Manufacturing giant China has made it hard for developing countries to find a place in the market. They cannot compete with China's population and infrastructure. Therefore, countries like India, with a huge population, have taken on the roles of service providers.
The problem with services is that services only grow as middle classes grow. When people achieve a certain level of affluence, they will turn to the service sector to make their lives easier, faster and more comfortable.
This is true for traditional service industries, such as commercial enterprises, tourism and entertainment. These are areas in which there cannot be great growth, as such services are carried out on a one-to-one basis. But other areas, for example, software development, outsourced business processing and call centers, can employ thousands and are run on a huge scale.

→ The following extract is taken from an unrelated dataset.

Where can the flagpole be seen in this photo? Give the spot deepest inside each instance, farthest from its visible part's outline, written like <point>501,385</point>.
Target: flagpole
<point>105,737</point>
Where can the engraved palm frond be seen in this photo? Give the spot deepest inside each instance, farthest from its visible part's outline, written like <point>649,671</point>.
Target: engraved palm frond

There are many advantages to employing people in the service sector. Women, half the work force, can be more easily employed. Flexi-hours are easier to implement and services can be provided around the clock.
But the service sector does not offer employment for unskilled workers. Employees in the service sector often need to have university degrees or higher and all employees in this sector must have well-honed social skills.
The service sector is a growing area of employment and income for many countries, but if the people working in the service sector do not have good social skills, the services they provide will fail. Customers looking for something to make their lives more comfortable or more luxurious will not return if they are not greeted warmly, if there is no eye contact, no politeness, no small talk and no interaction.
Today more than ever young people need to be schooled in social skills. The way most young people live - connected to a machine most of their waking and sleeping hours - means they do not get in-house training, i.e. from family or among friends. Schools must step in to ensure that children learn how to greet one another, praise others, receive praise, disagree or agree politely and listen to others. These skills will be extremely important for their future employment. They may well be required to work as part of a team and social skills are essential in making teams work. Or they may have to deal with customers all day, be it on the phone or face to face. As we find fewer and fewer people to talk to every day, any encounter that we have with a real human being becomes that much more significant. As a result, when such an encounter is unsatisfactory, we become frustrated, sad or even angry. And when such an encounter is positive, when a person greets us, smiles at us, asks us how we are, when a person thanks us and makes us feel good about ourselves, we feel happy and positive.
Teaching people to have social skills sounds like a win-win deal. We can make human encounters more pleasant by simply teaching a few essential social skills to our younger generation. And we just might be able to secure a happier future.